The insight is that on a modern processor memory bandwidth is scarce but it can ...

The insight is that on a modern processor memory bandwidth is scarce but it can issue several floating point ops per clock. So multiplying and adding stuff in L1 or already in registers is cheap. Streaming algorithms that walk large chunks of ram will be repeatedly memory starved, so anything you can do to effectively increase memory b/w is valuable.

Say you have 8bit integers; store them packed in ram, then upon reading, unpack. So instead of striping an array of int[], you have an internal array of long[] and you read them with a function. Your memory read will suck in 8 at once.

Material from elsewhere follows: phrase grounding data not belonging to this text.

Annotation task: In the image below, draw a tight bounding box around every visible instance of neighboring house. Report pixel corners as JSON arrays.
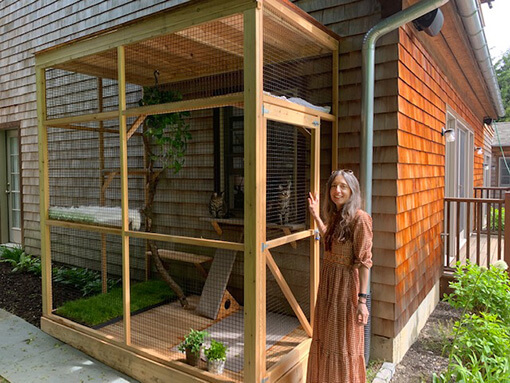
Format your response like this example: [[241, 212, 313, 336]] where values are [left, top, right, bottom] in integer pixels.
[[491, 122, 510, 187], [0, 0, 504, 381]]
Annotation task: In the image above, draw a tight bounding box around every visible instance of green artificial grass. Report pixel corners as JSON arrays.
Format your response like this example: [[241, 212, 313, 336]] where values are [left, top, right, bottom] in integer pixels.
[[55, 279, 176, 327]]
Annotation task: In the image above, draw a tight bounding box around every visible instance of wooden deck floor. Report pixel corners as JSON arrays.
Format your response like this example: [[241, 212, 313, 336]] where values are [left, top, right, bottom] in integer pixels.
[[446, 232, 505, 269], [98, 295, 308, 382]]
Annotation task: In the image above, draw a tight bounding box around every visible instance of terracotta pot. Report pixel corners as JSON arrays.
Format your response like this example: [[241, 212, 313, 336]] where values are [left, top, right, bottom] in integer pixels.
[[185, 347, 201, 366], [207, 359, 225, 374]]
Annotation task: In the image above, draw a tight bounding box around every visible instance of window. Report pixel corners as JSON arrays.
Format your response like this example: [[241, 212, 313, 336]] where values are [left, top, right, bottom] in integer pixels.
[[499, 157, 510, 186]]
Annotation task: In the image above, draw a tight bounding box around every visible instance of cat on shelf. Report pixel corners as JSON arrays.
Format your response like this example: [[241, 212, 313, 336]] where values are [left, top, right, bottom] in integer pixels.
[[209, 191, 229, 219], [277, 180, 292, 225]]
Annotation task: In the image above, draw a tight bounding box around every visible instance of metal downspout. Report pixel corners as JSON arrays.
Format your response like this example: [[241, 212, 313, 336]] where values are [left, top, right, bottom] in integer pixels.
[[455, 0, 505, 118], [360, 0, 450, 362]]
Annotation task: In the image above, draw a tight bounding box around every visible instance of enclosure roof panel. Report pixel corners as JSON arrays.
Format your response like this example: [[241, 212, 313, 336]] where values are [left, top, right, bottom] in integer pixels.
[[35, 0, 339, 86]]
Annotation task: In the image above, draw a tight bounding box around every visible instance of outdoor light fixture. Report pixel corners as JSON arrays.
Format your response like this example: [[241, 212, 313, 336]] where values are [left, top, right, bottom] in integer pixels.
[[475, 147, 483, 155], [441, 127, 455, 142], [412, 8, 444, 36], [483, 163, 490, 171]]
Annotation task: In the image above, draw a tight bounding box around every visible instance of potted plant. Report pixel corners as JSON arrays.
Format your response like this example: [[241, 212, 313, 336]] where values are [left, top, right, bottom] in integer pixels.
[[177, 329, 208, 366], [204, 339, 228, 374]]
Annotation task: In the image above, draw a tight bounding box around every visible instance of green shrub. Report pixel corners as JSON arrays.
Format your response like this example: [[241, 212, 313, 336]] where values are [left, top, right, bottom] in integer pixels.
[[53, 266, 119, 296], [0, 246, 41, 274], [435, 261, 510, 382], [445, 261, 510, 322]]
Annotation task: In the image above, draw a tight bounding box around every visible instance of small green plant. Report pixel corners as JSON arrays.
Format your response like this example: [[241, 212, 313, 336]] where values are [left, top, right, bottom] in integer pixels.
[[204, 339, 228, 362], [0, 246, 41, 274], [178, 329, 209, 357], [53, 266, 119, 296]]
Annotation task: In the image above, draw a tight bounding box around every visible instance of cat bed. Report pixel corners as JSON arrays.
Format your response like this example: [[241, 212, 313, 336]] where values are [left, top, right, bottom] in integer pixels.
[[49, 206, 142, 230], [264, 91, 332, 114]]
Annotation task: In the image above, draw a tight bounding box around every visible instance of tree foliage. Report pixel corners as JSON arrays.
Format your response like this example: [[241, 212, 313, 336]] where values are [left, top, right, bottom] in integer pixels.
[[496, 50, 510, 121], [139, 86, 191, 173]]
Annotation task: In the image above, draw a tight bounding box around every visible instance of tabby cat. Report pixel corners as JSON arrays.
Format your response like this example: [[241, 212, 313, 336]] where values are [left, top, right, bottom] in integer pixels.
[[209, 192, 229, 218], [277, 181, 292, 225]]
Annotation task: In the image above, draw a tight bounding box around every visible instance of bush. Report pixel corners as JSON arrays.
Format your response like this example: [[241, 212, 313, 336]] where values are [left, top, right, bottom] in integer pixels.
[[53, 266, 119, 296], [0, 246, 41, 274], [436, 262, 510, 382], [445, 261, 510, 322]]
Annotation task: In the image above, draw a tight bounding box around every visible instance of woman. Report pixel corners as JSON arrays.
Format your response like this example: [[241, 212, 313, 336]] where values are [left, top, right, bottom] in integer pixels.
[[306, 169, 373, 383]]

The same technique works for floats or ints with a small-ish range and limited precision; you can store a scale and offset, then pack on write / unpack on read. It's common to be able to quadruple your effective memory bandwidth, then the read operation -- ie

   // instead of:
   double[] _data;
   // accessed as
   _data[idx];

   //instead you do
   getd(idx);

   // using the below
   bytes[] _mem;
   float _bias, _scale;
   double getd(int idx){
      long res = _mem[idx];
      return (res + _bias) * _scale;
   }

executes entirely from registers, and is essentially free. The price of all this is you have to process your data on ingestion, but if you run iterative algorithms -- like convex optimizers -- that repeatedly walk your entire dataset, this is often a big win. You can often lose some of the low precision bits on the float or double, but those probably don't matter much anyway.

Like anything else, you'll have to measure.